In the end our lovely politicians just couldn’t do it. To many vested interests, to many cares about economic woes, to much hot air, too much posturing, too much talking, and now the promise of the UK’s Copenhagen climate change conference lies broken and discarded in the dust.
Those wise men and women (yes, I am a tad cynical today) did manage to come to some sort of vague agreement on committing to the broad ambition of keeping global temperature rises below 2 degrees Celsius, but as there are no mechanisms in place to achieve carbon emission cuts, this is worthless: The ‘good news’: There is a promise to provide up to $30 billion to poorer nations to cope with climate change and a ‘goal’ of $100 billion per year for poorer nations to adapt to climate change and adopt clean energy technology: There is funding to enable forest nations protect trees from loggers and farmers; The provisions of the Kyoto Protocol are preserved. Now the ‘bad news’: There are no targets for greenhouse gas emissions; there is no legally binding treaty and no deadline for a legally binding treaty to cut carbon emissions: and there are no guarantees of where the climate change funding will come from. However it is hoped that a new meeting in Mexico in December 2010 will seal a legally binding treaty.

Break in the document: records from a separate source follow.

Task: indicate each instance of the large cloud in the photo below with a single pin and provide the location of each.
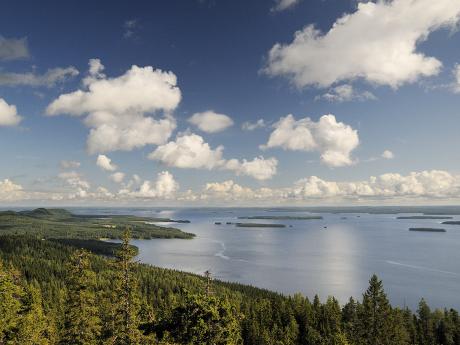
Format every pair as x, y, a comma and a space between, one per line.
105, 163
344, 93
117, 109
377, 43
8, 114
10, 190
188, 151
430, 184
415, 186
13, 48
191, 151
210, 121
333, 140
164, 187
52, 77
281, 5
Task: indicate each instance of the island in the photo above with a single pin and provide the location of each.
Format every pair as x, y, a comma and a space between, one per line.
427, 229
282, 217
259, 225
424, 217
47, 223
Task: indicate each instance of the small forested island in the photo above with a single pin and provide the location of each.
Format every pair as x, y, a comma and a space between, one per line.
451, 222
427, 229
60, 223
282, 217
53, 293
424, 217
259, 225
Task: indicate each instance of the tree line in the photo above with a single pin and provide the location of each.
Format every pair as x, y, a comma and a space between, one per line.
52, 293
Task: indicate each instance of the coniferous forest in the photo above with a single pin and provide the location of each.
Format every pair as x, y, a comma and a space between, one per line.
51, 292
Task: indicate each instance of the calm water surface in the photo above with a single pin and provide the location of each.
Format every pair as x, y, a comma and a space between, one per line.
333, 256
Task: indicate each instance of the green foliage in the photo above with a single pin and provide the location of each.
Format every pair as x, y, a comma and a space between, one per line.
206, 320
58, 223
55, 289
82, 322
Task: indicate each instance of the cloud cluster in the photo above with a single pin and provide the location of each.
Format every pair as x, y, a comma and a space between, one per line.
387, 154
164, 187
52, 77
377, 43
334, 140
430, 184
10, 191
118, 109
210, 121
8, 114
191, 151
345, 93
282, 5
69, 164
251, 126
13, 48
456, 85
105, 163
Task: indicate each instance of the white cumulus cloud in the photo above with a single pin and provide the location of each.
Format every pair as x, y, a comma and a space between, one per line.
191, 151
387, 154
165, 187
117, 177
188, 151
334, 140
8, 114
377, 43
13, 48
105, 163
251, 126
10, 190
210, 121
119, 110
281, 5
344, 93
52, 77
69, 164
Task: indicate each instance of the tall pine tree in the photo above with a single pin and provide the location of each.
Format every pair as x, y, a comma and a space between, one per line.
82, 322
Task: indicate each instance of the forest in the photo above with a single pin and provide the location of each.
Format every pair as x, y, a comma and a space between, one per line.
60, 223
54, 292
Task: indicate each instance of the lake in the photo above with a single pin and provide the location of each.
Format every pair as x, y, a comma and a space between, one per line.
333, 256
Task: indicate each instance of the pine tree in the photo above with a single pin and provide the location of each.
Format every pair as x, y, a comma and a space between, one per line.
374, 315
127, 303
11, 294
425, 327
33, 326
82, 323
205, 320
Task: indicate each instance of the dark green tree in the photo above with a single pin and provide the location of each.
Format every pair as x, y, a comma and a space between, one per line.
11, 294
82, 322
204, 320
126, 296
374, 315
34, 326
425, 326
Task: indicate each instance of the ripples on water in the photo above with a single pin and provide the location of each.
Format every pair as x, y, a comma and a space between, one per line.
310, 258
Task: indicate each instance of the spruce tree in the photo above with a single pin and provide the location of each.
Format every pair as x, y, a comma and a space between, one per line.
127, 298
11, 294
33, 326
82, 323
374, 315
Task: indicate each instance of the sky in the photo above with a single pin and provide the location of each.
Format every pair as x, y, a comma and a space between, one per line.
229, 102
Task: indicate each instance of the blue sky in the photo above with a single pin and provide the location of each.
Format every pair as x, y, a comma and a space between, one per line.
80, 125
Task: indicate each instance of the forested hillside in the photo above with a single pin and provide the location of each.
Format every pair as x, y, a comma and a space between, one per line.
52, 293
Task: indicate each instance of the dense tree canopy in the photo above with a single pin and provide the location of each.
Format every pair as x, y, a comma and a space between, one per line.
53, 293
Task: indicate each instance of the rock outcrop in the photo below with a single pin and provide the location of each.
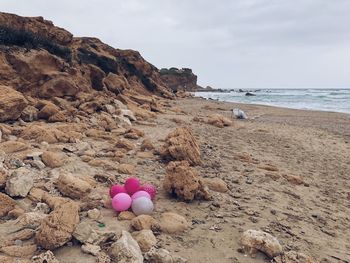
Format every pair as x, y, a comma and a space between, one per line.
181, 145
183, 181
179, 79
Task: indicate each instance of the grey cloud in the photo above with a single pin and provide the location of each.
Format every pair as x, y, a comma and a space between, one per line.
228, 43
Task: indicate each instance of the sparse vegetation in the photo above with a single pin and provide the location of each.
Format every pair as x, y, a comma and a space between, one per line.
26, 39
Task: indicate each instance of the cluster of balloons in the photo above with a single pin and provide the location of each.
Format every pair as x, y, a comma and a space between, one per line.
133, 195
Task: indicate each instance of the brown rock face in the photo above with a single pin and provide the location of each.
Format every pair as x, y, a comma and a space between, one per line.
183, 181
181, 145
72, 186
11, 103
179, 79
6, 204
57, 228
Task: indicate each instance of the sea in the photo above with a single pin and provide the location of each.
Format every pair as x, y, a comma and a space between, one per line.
334, 100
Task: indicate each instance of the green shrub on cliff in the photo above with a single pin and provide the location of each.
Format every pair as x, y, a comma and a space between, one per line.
26, 39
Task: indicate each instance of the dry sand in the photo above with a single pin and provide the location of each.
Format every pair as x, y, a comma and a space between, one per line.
308, 148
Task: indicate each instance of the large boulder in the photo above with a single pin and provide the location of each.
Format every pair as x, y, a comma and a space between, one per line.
12, 103
181, 145
184, 182
57, 228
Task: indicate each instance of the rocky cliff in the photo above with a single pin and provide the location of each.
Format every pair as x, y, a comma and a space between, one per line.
40, 62
179, 79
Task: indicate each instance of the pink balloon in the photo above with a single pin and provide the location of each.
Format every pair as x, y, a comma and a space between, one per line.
151, 189
116, 189
121, 202
140, 194
132, 185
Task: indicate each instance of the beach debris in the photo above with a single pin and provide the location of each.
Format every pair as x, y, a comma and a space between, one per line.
20, 182
57, 228
219, 121
161, 255
143, 222
183, 181
173, 223
181, 145
215, 184
133, 195
125, 250
258, 240
146, 239
239, 114
47, 257
294, 257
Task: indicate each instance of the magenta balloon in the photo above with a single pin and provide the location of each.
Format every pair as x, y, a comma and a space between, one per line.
116, 189
121, 202
140, 194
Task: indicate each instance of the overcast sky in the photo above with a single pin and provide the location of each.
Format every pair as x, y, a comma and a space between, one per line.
227, 43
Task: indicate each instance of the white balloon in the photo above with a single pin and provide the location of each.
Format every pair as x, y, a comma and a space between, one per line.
142, 206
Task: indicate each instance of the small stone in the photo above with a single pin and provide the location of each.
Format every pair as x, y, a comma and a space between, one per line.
52, 159
126, 215
94, 214
46, 257
91, 249
125, 250
6, 204
172, 223
126, 169
216, 184
143, 222
72, 186
145, 239
20, 182
262, 241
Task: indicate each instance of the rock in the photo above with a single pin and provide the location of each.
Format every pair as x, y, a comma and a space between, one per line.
19, 251
219, 121
91, 249
147, 145
215, 184
6, 204
46, 257
134, 134
143, 222
125, 250
12, 103
13, 146
52, 159
73, 187
183, 181
94, 214
3, 177
29, 114
294, 179
126, 215
262, 241
126, 169
173, 223
57, 228
161, 255
20, 182
146, 239
294, 257
125, 144
181, 145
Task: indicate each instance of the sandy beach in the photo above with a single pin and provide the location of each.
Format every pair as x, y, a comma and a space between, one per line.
304, 202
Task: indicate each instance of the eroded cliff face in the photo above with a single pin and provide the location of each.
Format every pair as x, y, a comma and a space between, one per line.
179, 79
42, 61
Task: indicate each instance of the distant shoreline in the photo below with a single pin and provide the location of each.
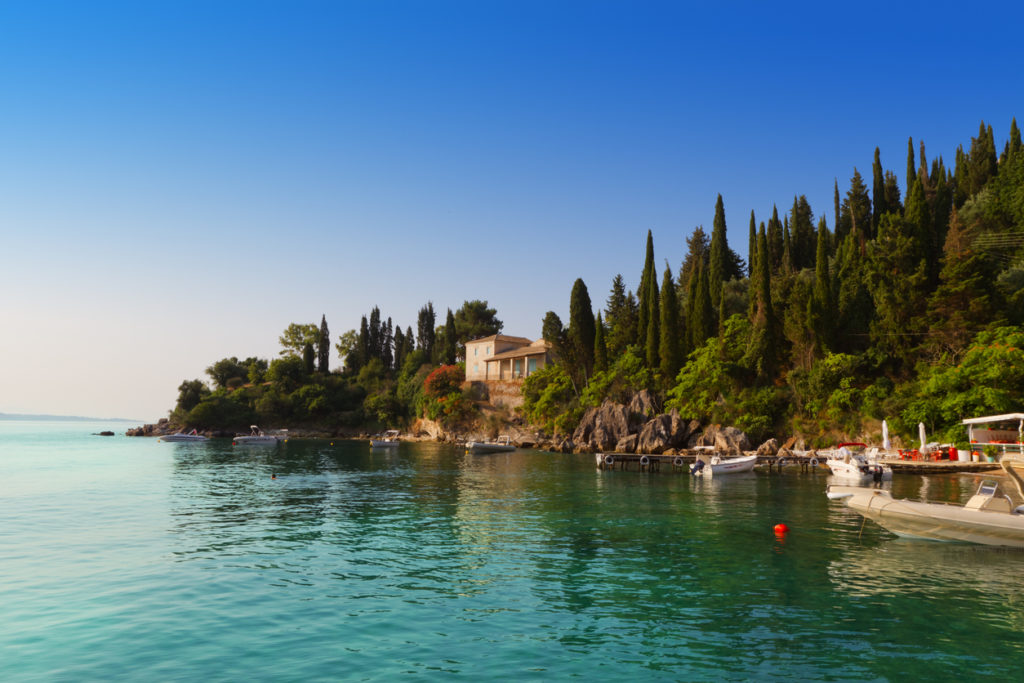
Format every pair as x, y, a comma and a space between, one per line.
59, 418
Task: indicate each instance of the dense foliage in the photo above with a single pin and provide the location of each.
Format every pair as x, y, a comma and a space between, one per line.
388, 378
908, 309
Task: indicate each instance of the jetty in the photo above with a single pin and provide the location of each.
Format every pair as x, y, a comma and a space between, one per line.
806, 462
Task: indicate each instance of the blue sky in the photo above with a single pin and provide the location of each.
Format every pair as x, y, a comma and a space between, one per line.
180, 180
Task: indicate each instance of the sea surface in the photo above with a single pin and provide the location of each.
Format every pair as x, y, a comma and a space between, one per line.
128, 558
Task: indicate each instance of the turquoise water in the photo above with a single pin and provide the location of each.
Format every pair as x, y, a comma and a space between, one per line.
131, 559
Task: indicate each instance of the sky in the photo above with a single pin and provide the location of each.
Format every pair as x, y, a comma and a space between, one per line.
180, 180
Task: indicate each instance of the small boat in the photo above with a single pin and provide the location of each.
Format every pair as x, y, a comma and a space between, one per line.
256, 436
501, 444
388, 439
853, 462
988, 518
183, 437
718, 465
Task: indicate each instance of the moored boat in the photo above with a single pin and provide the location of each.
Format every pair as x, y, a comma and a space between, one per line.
988, 517
718, 465
183, 437
256, 436
853, 462
388, 439
501, 444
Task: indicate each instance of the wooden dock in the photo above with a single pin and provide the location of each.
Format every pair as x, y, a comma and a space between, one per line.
807, 463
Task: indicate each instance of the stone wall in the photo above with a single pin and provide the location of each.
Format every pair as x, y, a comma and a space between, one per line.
502, 392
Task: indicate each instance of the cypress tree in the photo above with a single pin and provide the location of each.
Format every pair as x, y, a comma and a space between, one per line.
910, 172
643, 317
669, 349
823, 302
324, 346
600, 349
878, 191
719, 256
752, 247
426, 323
451, 340
776, 241
582, 330
387, 343
399, 347
700, 310
762, 347
308, 357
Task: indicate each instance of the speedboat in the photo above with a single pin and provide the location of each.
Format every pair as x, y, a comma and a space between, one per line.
501, 444
988, 518
718, 465
183, 437
850, 461
388, 439
256, 436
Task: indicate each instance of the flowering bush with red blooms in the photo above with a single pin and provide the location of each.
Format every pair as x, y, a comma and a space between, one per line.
443, 381
442, 398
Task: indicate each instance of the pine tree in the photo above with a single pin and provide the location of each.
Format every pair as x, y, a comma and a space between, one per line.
600, 349
324, 347
670, 351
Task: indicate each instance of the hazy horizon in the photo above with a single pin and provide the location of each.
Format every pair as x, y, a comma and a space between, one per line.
181, 181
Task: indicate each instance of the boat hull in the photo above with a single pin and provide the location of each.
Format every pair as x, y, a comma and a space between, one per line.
728, 466
935, 521
480, 446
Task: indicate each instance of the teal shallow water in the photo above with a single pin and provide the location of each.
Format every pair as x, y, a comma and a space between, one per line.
128, 558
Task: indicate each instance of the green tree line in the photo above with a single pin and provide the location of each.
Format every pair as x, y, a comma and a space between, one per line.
909, 308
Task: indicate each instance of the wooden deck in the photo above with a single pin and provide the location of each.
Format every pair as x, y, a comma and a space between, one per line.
681, 464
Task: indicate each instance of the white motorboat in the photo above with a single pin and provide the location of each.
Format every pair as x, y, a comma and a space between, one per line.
853, 462
988, 518
256, 436
718, 465
388, 439
183, 437
501, 444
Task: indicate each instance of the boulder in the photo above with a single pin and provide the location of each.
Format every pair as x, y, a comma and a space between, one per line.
601, 428
724, 439
641, 409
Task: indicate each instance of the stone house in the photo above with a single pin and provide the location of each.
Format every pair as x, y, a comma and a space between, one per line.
500, 363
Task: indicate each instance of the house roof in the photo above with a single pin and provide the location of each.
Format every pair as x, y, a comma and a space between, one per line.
534, 349
516, 340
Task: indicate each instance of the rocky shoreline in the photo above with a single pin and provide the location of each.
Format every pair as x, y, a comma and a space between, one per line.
637, 427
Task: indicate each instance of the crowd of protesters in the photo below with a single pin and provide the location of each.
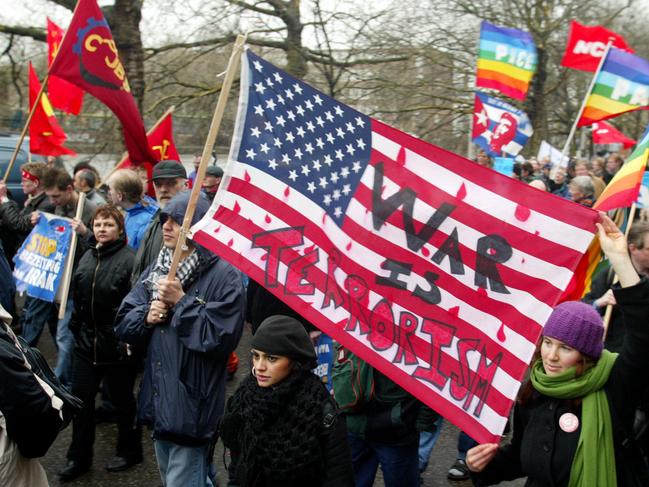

This is what John Sauven, executive director of Greenpeace, had to say and the end of the Conference: “Copenhagen is a crime scene tonight, with guilty men and women fleeing to the airport. It seems there are too few politicians in the world capable of looking beyond the horizon of their own narrow self interest, let alone caring much for the millions of people facing the threat of climate change”.